Выбрать главу

А когда убили Гайдара, то хлопцы вроде говорили, что Скрыпник отправился в Белую Церковь: там у него родня. Конечно, он многое мог бы вам рассказать, да и приходил, бывало, все с ним, с Аркадием Петровичем. Только думаю, что до Белой Церкви своей он так и не дошел или после погиб.

И в очерке «Партизанской тропой Гайдара», напечатанном в «Юности», я со слов Афанасии Федоровны написал: Наступило... двадцать шестое октября... Накануне партизаны повечеряли, отдохнули... Их было пятеро: Гайдар, работник милиции Александров, секретарь Сквирского райкома партии Никитченко, Скрыпник из Белой Церкви и еще один...

Однажды мне позвонили из «Юности»:

— Приходите скорей, для вас есть очень интересное письмо... От кого? Придете, сами увидите.

Я тут же приехал.
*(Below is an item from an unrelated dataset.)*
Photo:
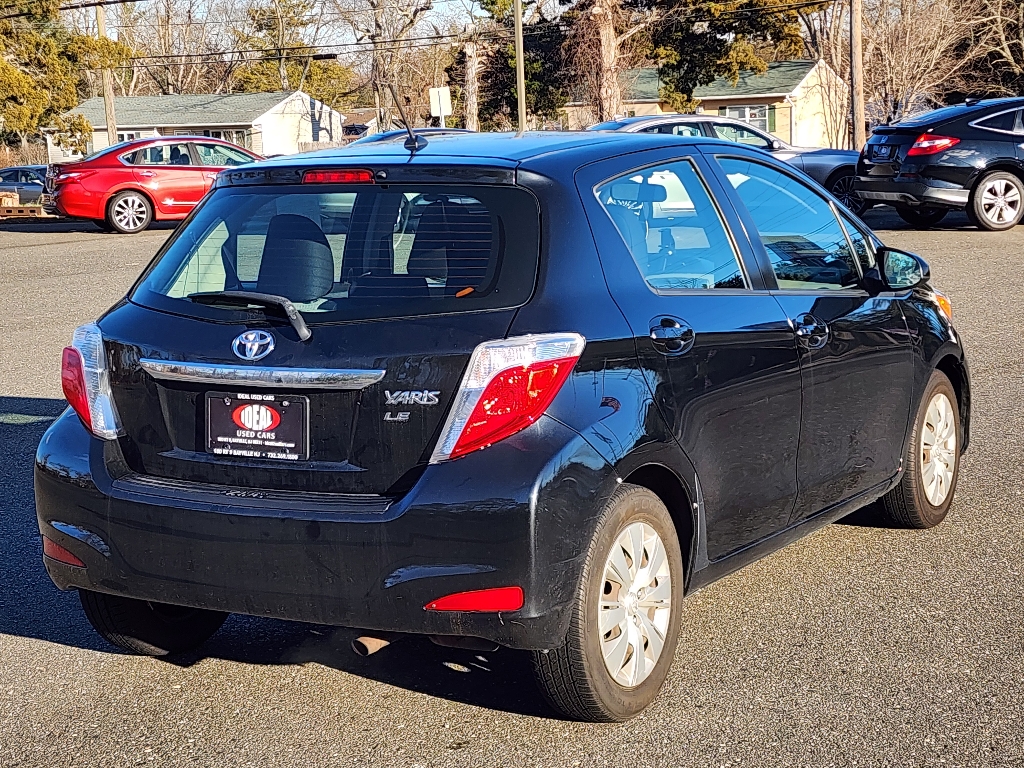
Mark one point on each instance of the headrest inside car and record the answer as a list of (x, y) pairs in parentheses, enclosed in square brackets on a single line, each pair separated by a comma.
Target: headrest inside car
[(632, 192)]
Писала заведующая библиотекой из Гайсина Галина Даниловна Усольцева. Она сообщала: «Скрыпник из Белой Церкви», который был с Гайдаром 26 октября и которого, как она поняла из очерка, я считаю убитым, на самом деле жив. Его адрес...
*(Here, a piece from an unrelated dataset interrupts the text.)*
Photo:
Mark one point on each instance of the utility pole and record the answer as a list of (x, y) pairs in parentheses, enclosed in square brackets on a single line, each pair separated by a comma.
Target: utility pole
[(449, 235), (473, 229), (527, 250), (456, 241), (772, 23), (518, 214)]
Пусть простит меня Галина Даниловна, но письму ее поначалу я побоялся поверить. Найти после двадцати с лишним лет человека, который был с Гайдаром до последнего часа, до последней минуты... Человека, на глазах которого Аркадий Петрович, по всей видимости, погиб... В это страшно было поверить, чтобы потом не разочароваться.

И я написал Скрыпнику письмо с одной-единственной просьбой: подтвердить, что он, Василий Иванович, действительно был в отряде Горелова и встречался с Гайдаром...

И такое подтверждение пришло.

Чем больше я вчитывался в то, что писал мне Скрыпник, тем сильнее ощущал, как много несказанного остается за этими страницами. Запрятав в самый дальний ящик стола наполовину готовую рукопись, я снова уехал.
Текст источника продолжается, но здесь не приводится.